Doc, CUCKOO would have been more accurate; GODSEND however evokes all that '70s post-EXORCIST vibe.

Phantom of Pulp said...

THE GODSEND definitely a better book than film.

I like Taylor's work.

That blue cover is my favorite.

Jezzer said...

I think I remember reading somewhere that the book was originally intended to be called "The Cuckoo," but the title was changed to capitalize on the satanic horror craze that was still going strong.

That being said, there are no overt supernatural happenings in the book at all, other than any theories the reader might come up with to explain the origins of Bonnie and her biological mother. And there really isn't a need for a supernatural element.
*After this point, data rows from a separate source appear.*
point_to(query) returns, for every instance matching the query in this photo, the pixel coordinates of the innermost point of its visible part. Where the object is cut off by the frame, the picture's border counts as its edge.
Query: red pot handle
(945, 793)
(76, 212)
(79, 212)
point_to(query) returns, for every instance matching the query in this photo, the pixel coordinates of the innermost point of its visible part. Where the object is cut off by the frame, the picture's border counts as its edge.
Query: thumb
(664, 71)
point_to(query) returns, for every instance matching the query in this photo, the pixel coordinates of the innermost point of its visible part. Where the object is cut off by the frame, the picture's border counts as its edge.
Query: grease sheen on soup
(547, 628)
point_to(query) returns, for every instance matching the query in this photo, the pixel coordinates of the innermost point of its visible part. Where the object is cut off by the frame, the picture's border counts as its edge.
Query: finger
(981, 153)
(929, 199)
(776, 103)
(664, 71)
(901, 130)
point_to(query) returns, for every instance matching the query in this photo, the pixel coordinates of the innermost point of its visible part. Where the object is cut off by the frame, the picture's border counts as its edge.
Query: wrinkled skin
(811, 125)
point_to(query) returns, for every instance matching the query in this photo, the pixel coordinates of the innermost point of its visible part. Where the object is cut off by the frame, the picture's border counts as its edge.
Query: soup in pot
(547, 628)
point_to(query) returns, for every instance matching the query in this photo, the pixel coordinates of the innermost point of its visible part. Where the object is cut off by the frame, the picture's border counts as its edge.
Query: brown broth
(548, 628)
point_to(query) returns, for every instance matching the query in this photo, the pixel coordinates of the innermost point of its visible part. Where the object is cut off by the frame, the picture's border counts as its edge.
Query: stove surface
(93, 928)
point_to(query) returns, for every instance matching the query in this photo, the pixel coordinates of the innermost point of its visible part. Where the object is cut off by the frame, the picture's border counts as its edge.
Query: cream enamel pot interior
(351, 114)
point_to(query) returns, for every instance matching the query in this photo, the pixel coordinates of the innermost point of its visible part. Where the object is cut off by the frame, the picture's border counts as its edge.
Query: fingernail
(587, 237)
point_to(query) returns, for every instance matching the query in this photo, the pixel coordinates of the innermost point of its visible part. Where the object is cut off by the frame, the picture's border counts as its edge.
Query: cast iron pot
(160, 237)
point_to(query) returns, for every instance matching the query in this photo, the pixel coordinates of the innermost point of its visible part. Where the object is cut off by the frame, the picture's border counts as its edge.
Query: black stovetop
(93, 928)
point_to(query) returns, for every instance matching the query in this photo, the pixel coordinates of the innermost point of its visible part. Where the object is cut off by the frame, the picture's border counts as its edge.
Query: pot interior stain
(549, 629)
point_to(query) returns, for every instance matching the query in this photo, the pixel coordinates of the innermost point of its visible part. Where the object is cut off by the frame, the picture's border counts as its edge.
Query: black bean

Nature is scary enough on its own, and the behavior of the cuckoo bird is already pretty horrifying even before you apply it to a human family.

Will Errickson said...

"Nature is scary enough on its own..."

Truth.

3Fs said...

I don’t really get why the evil-children genre is such a ‘thing’ in horror fiction, but I decided to give this one a chance anyhow.

Although its slow start was frustrating, this really picked up momentum as it went along, and ended up being effectively thrilling, I thought.

Yeah, I too kept on wondering if the mother was going to reappear. Actually, I kind of liked that the author didn’t go for a supernatural explanation, but rather a nature analogy (which has already been mentioned by other posters).